19,87,590/- 3. Under the head of ‘consortium’ Rs. 40,000/- 4. Under the head of ‘loss of estate’ Rs. 15,000/- 5. Under the head of ‘Funeral expenses’ Rs. 15,000/- 6. Total amount of compensation Rs. 20,57,590/- 7. Amount awarded by Tribunal Rs. 9,54,626/- 8. Enhanced amount of compensation [Rs. 20,57,590 - Rs. 9,54,626] = Rs. 11,02,964/- 14. The enhanced amount shall carry interest @ 6% from the date of filing of the claim petition till the actual payment is made.
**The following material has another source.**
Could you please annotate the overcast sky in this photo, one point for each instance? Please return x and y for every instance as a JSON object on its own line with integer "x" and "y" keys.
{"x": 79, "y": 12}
The respondent insurance company is directed to deposit the award amount (if not deposited yet) and the enhanced amount of compensation with the Tribunal within a period of two months from the date of receipt of the copy of this order, failing which, the same shall carry interest @ 7.5% per annum from the date of this order till actual realization. Upon deposition, the learned Tribunal is directed to disburse the same to the claimant in terms of the award. 15. Pending applications, if any, stand disposed of.